TOM MURPHY, AP Business Writer
The nation’s largest health insurer, UnitedHealth, will muscle up for its fight against rising prescription drug costs by spending more than $12 billion to buy pharmacy benefits manager Catamaran Corp.
Pharmacy benefits managers, or PBMs, help negotiate the prices that customers pay for prescription drugs. They are seen as a key component in the push to contain soaring costs from specialty drugs, complex medicines that can represent treatment breakthroughs but often at a much higher price than other drugs.
Rising costs from these drugs are expected to affect more patients as use of the treatments grows and coverage for them shrinks.
UnitedHealth and Catamaran said Monday that their deal will combine businesses that have “distinctive, rapidly growing specialty pharmacy services” for a segment of the market that is expected to quadruple from an estimated $100 billion in revenues last year to possibly $400 billion by 2020.

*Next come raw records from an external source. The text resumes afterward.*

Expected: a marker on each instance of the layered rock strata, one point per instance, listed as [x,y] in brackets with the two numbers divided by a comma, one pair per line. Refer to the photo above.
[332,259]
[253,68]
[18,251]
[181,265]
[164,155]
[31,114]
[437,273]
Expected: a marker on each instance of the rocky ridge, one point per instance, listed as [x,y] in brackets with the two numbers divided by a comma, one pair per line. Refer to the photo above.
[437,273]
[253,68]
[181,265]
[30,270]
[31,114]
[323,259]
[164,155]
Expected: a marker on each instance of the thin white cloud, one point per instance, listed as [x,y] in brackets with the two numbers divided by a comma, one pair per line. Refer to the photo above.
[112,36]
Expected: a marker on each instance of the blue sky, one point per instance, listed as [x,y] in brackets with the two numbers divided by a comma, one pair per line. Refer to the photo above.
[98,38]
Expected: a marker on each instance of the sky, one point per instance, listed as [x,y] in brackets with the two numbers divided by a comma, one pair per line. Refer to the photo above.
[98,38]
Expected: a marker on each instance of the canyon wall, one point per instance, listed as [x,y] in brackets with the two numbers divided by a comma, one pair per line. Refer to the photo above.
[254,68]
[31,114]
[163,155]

Specialty drugs treat certain forms of cancer, multiple sclerosis and hepatitis C, among other conditions. They have always been pricey but confined to relatively small patient populations. That’s changing, due in part to some newer hepatitis C treatments that could be used by millions of patients.

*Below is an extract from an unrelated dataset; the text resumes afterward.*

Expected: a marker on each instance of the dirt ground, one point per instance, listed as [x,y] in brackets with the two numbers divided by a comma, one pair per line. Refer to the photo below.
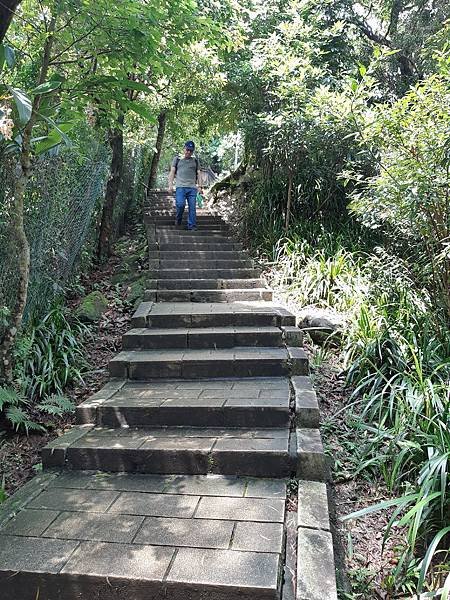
[359,543]
[19,454]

Nearly 32 cents of every dollar spent on prescriptions now goes toward a specialty drug, according to the nation’s largest pharmacy benefits manager, Express Scripts Holding Co. That’s up from 12 cents of every dollar spent in 2009.
PBMs run prescription drug plans for employers, insurers and other customers. They have been countering rising specialty drug costs by requiring patients to try other treatments first or by doing more care management to make sure customers stay on their medicines. They also can use the leverage that comes from their size to negotiate coverage restrictions that lower costs.
St. Louis-based Express Scripts, which filled about 1.3 billion prescriptions last year, said in December that it will no longer cover Sovaldi and Harvoni — two Gilead Sciences Inc. drugs that cost more than $80,000 each for a full course of treatment — or Johnson & Johnson’s Olysio for some customers except under limited circumstances.
Instead, it made AbbVie Inc.’s Viekira Pak its preferred treatment.
PBMs generally don’t detail the price breaks they get from these negotiations, and the difference may not filter entirely down to patients. More payers are making customers pay more out of pocket for specialty drugs before coverage of the medicines kicks in.
The combination of UnitedHealth Group Inc.’s OptumRx PBM business and Catamaran will create a PBM that fills around 1 billion prescriptions annually.
The deal is a “material first step” for both companies in understanding how to contain costs from these newer drugs, said Steve Brozak, who covers the pharmaceutical industry as president of WBB Securities.
Acquisitions have been a key means of growth in the PBM sector for years. In 2012, Express Scripts became the nation’s largest PBM by completing a $29.1 billion acquisition of rival Medco Health Solutions. That same year, Catamaran changed its name from SXC Health Solutions after spending more than $4 billion to buy another PBM, Catalyst Health.
UnitedHealth said Monday that, for the latest deal, it will spend $61.50 in cash on each share of Catamaran. That’s a 27 percent premium to Catamaran’s closing price Friday.
Catamaran, based in the Chicago suburb of Schaumburg, Illinois, had about 207.5 million shares outstanding at the end of January, which puts the deal price at roughly $12.76 billion.
The deal is expected to close during the fourth quarter.
Shares of Catamaran rose 24 percent, or $11.61, to $59.93 Monday in midday trading, while broader indexes also advanced around 1 percent. UnitedHealth, based in Minneapolis, also saw its shares climb 2.6 percent, or $3.11, to $121.12.